Strickland’s approval rating rose to 61 percent.
By MARC KOVAC
COLUMBUS — A majority of Ohioans give Gov. Ted Strickland high marks through his first six months in office, though many also believe the state’s economy will remain subpar for the next year.
That’s according to the latest poll results released Wednesday by Quinnipiac University Polling Institute.
“There’s lots of good news here for Gov. Ted Strickland, but Ohio voters are very worried about the economy,” according to Peter A. Brown, assistant director. “Many seem to believe it is beyond their control and are not at all receptive to the notion that free trade policies in the long run are good for them or America.”
The institute surveyed 1,447 Ohio voters during the past week, asking questions about Ohio’s gubernatorial leadership, congressional representation and the state’s economy.
Strickland’s approval rating rose to 61 percent, with 15 percent disapproving of how he is handling his job as governor and 25 percent not answering.
That compares with 54 percent from a poll of 939 Ohio voters conducted by the institute in early May, with 16 percent disapproving and 30 percent not answering.

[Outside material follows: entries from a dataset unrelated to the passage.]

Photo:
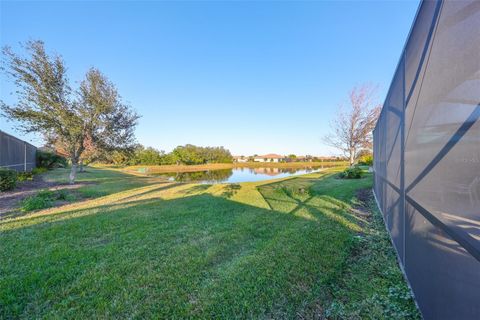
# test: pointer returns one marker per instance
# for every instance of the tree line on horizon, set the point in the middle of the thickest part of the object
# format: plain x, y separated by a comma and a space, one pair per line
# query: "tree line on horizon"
93, 123
187, 155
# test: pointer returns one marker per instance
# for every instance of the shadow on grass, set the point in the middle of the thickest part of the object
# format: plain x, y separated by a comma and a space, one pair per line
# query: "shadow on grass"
235, 246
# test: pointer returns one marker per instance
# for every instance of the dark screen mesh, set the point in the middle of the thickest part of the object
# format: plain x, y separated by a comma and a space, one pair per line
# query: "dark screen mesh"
16, 154
427, 159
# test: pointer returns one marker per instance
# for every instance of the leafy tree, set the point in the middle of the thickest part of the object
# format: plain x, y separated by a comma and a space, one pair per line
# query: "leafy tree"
352, 127
47, 104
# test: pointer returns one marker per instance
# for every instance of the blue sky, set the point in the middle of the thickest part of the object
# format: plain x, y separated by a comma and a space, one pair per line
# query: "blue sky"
255, 77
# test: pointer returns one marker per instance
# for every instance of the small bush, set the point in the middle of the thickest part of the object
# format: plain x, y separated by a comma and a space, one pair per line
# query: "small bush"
8, 179
366, 160
45, 199
24, 176
351, 173
50, 160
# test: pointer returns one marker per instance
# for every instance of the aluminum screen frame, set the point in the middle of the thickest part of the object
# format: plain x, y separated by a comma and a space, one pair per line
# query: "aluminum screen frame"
427, 159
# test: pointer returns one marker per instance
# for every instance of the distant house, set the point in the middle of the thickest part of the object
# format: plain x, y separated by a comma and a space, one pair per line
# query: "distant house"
240, 159
271, 157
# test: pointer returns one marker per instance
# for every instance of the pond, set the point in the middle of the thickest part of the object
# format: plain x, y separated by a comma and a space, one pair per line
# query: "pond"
236, 175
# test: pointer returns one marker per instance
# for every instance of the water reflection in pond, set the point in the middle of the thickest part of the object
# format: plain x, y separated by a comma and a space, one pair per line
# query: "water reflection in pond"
236, 175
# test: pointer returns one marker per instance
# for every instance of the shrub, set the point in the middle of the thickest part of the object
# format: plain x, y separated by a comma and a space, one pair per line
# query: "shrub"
50, 160
351, 173
366, 160
8, 179
24, 176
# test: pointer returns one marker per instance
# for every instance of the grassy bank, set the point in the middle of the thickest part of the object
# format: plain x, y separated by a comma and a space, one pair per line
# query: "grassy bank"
219, 166
142, 247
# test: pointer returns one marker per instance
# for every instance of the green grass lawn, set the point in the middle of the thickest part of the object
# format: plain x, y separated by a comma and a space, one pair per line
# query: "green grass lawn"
141, 247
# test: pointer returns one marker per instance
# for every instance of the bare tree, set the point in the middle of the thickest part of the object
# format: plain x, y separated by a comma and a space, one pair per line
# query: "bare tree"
353, 125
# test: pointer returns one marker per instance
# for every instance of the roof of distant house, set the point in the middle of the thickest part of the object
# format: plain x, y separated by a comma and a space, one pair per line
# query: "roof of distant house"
270, 156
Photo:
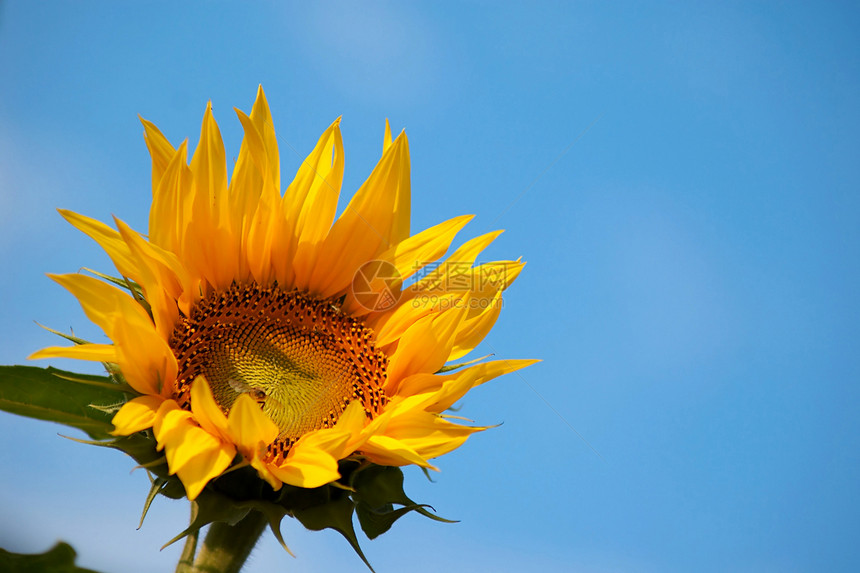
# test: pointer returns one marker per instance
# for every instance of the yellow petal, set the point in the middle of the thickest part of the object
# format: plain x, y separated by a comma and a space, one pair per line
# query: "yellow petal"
388, 451
206, 411
144, 357
310, 203
455, 387
161, 283
250, 429
413, 254
160, 150
429, 435
211, 222
307, 467
427, 294
376, 218
206, 464
108, 239
473, 330
171, 204
136, 415
424, 347
386, 138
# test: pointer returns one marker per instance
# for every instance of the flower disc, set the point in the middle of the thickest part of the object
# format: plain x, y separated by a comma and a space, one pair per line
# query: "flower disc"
300, 359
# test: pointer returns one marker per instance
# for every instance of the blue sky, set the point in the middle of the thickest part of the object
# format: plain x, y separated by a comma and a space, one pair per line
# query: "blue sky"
682, 178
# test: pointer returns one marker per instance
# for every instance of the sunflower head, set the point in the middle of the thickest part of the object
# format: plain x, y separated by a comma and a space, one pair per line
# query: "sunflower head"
256, 330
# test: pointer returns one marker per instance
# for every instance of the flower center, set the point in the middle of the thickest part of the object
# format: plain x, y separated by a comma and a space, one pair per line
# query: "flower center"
301, 359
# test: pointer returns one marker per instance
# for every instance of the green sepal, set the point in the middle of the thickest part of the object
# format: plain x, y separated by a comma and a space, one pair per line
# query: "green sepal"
58, 559
337, 515
377, 490
210, 507
58, 396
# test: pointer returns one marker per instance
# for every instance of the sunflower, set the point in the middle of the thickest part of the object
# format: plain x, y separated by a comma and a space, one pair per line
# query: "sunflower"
254, 328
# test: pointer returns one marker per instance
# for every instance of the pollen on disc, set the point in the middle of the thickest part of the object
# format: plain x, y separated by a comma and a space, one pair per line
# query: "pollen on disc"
301, 359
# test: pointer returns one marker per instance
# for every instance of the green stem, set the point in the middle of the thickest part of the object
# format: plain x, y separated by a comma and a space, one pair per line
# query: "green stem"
186, 560
226, 547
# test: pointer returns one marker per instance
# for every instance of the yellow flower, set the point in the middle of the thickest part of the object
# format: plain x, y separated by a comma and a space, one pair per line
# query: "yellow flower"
257, 325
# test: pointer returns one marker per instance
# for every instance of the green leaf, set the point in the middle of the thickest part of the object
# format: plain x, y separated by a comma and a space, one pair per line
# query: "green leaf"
59, 559
59, 396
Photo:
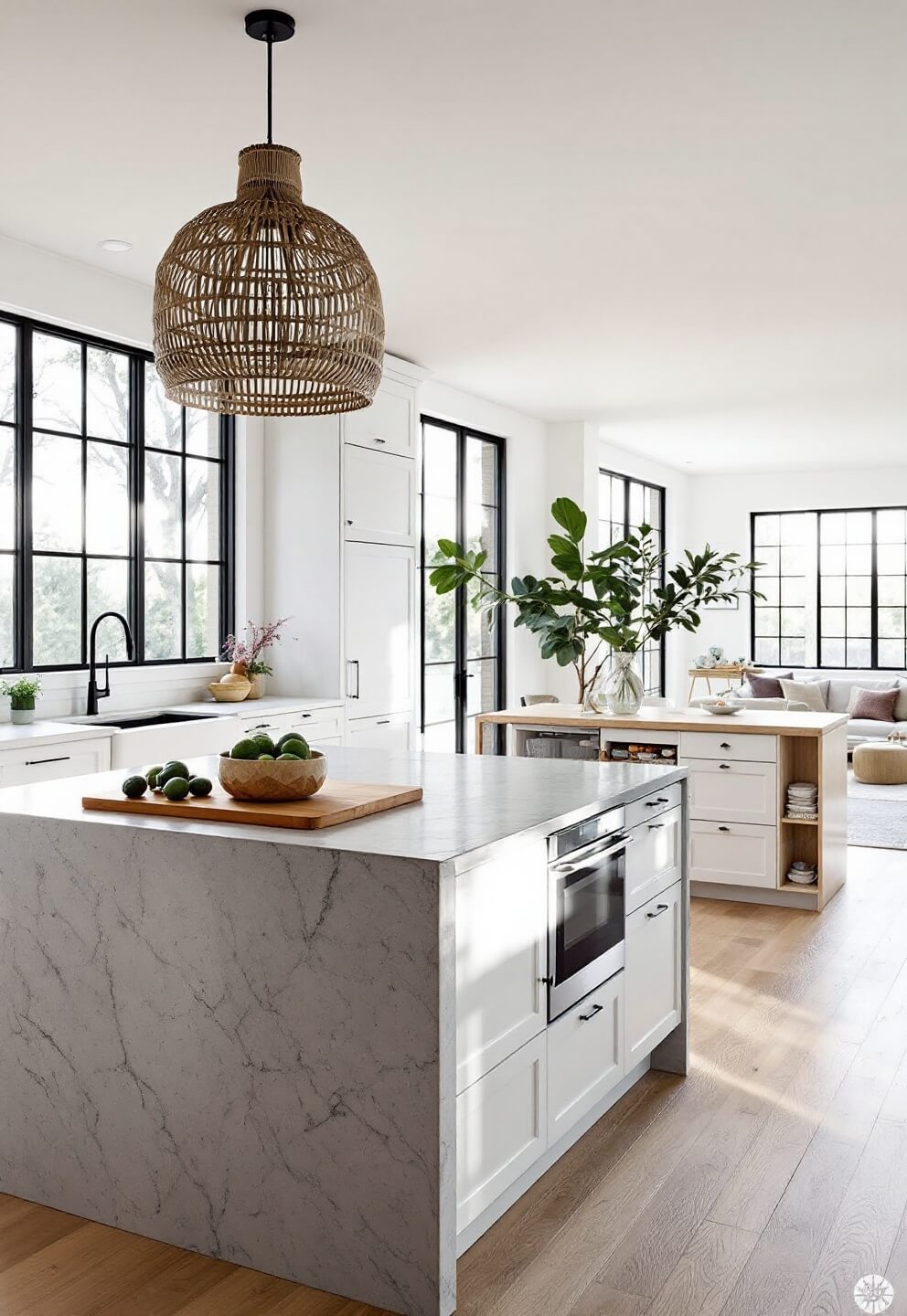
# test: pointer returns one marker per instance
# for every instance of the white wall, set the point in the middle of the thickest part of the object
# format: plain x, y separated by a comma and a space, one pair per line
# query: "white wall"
50, 287
720, 507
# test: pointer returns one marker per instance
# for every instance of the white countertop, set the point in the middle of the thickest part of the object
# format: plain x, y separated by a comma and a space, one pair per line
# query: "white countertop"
470, 801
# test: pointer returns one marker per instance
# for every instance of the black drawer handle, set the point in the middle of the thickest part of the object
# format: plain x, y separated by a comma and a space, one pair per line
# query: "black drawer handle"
595, 1010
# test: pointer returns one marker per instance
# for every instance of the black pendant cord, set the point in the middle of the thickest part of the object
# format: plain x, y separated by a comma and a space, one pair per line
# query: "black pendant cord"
270, 87
270, 26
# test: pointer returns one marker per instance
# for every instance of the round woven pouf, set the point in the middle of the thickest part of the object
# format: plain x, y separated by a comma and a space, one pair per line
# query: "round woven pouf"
880, 765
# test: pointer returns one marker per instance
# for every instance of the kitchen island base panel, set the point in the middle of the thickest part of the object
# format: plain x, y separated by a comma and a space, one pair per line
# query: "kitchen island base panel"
789, 897
242, 1050
472, 1232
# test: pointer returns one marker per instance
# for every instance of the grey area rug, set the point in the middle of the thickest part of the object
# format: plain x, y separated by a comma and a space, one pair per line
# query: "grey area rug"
877, 815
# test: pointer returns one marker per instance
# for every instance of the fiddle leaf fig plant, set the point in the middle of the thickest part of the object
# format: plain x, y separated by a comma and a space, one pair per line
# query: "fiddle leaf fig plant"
611, 599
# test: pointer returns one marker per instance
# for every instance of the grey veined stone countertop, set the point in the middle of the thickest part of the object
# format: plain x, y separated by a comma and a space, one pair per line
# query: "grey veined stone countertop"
469, 803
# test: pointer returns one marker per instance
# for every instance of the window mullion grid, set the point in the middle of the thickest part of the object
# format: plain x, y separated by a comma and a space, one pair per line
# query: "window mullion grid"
84, 503
23, 642
182, 540
136, 433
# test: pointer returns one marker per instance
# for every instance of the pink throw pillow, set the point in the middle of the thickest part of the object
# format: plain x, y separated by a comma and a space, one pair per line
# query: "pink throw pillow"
876, 705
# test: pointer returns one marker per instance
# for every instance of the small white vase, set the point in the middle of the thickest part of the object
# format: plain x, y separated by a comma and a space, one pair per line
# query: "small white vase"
258, 682
623, 687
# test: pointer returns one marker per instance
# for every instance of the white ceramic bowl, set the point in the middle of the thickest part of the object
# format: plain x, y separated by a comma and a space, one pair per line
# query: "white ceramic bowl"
272, 780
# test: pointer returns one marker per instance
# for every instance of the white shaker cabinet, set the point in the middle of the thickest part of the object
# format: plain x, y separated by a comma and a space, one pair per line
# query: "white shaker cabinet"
500, 1128
584, 1056
48, 762
502, 959
379, 496
653, 972
379, 630
389, 425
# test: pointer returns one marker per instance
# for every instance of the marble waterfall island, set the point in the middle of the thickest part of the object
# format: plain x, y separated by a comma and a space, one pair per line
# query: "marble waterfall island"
244, 1041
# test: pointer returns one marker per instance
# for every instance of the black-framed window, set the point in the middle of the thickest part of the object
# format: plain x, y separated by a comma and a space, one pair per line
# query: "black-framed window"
111, 498
835, 587
627, 503
463, 652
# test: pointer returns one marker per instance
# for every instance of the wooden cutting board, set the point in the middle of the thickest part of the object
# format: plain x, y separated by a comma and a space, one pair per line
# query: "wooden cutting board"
336, 801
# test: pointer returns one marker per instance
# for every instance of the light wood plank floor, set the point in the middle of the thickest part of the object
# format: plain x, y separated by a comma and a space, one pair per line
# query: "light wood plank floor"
763, 1184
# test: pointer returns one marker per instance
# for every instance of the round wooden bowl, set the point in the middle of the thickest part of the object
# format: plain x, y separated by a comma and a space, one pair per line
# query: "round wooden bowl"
230, 694
253, 780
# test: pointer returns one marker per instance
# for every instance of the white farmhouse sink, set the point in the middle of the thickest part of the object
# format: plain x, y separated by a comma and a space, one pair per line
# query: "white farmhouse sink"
153, 736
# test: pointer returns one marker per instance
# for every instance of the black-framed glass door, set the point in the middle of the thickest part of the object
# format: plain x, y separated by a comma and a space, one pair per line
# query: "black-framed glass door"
463, 652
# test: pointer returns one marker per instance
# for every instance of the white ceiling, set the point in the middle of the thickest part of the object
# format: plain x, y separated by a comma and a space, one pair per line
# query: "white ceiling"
683, 218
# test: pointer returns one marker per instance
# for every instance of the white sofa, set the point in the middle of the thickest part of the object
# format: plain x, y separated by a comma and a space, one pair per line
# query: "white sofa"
838, 693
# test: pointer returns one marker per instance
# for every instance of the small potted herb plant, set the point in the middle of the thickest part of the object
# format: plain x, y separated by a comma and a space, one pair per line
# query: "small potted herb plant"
21, 695
246, 653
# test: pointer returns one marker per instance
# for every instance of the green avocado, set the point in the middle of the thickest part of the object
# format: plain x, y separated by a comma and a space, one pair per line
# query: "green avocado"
176, 787
176, 768
295, 745
245, 749
134, 787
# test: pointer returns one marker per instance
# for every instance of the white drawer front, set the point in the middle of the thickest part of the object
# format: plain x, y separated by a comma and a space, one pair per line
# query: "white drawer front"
379, 502
388, 425
584, 1056
727, 791
650, 806
653, 858
48, 762
500, 1130
391, 732
655, 953
726, 745
736, 853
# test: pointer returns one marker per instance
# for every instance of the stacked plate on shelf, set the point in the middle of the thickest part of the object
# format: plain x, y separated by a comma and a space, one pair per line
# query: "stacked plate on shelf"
802, 801
802, 872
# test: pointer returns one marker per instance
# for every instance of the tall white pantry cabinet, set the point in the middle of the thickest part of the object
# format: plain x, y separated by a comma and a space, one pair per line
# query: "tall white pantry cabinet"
340, 547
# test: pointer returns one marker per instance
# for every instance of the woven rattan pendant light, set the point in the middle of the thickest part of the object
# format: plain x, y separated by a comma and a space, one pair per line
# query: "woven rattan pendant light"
263, 305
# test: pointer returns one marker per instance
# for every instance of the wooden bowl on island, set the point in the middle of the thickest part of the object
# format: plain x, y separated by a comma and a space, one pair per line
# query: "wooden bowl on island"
272, 780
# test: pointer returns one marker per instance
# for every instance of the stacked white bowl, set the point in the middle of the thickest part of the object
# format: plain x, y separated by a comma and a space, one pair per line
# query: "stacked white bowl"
803, 801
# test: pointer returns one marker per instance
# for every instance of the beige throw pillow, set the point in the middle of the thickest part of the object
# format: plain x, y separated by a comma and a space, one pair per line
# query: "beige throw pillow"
870, 685
805, 693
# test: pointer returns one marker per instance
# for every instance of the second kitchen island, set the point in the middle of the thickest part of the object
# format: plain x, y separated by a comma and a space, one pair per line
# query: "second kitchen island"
336, 1056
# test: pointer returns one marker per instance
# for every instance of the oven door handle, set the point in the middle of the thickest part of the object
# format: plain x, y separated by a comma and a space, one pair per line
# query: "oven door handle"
592, 853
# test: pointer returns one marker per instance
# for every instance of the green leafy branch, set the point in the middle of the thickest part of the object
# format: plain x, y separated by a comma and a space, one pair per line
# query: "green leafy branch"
613, 598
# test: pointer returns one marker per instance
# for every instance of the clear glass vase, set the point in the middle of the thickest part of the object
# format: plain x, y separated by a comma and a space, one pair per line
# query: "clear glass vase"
623, 685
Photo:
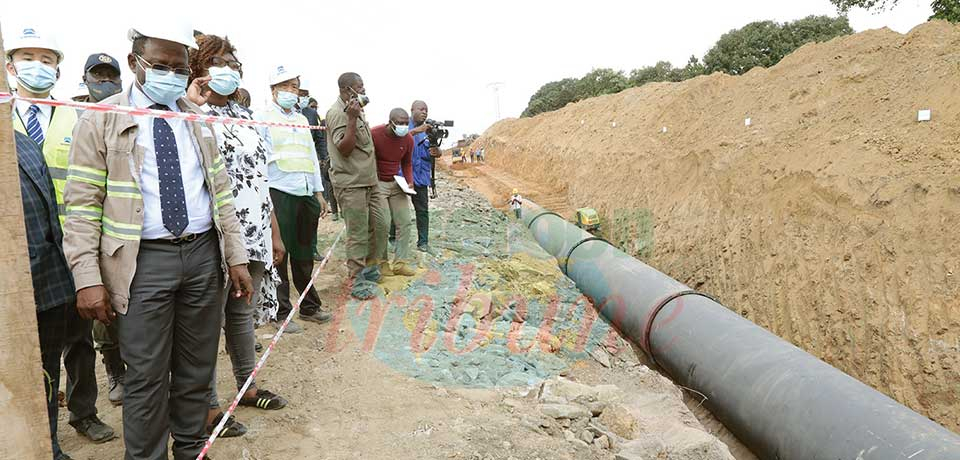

The Legislature didn’t fare as well, with 39 percent of those surveyed approving, 35 percent disapproving and 25 percent not answering. In early May, 37 percent of voters polled approved of lawmakers’ actions, 37 percent disapproved and 25 percent didn’t answer.
Those polled approved of the way U.S. Sen. Sherrod Brown is handling his job (44 percent, with 19 percent disapproving and 36 percent not answering).
U.S. Sen. George Voinovich received a comparable approval rating (45 percent, with 34 percent disapproving).
But many Ohioans are dissatisfied with the direction of the state. According to the poll, 50 percent said they were either very satisfied (4 percent) or somewhat satisfied (46 percent) with “the way things are going in Ohio today,” while 49 percent were either somewhat dissatisfied (30 percent) or very dissatisfied (19 percent).
Voters ranked economic issues, particularly unemployment and job losses, among the most important problems facing the state.
And, 66 percent said the state’s economy was not so good or poor. Only 21 percent thought the economy situation would improve (with 19 percent believing it would get worse and 57 percent expecting no changes).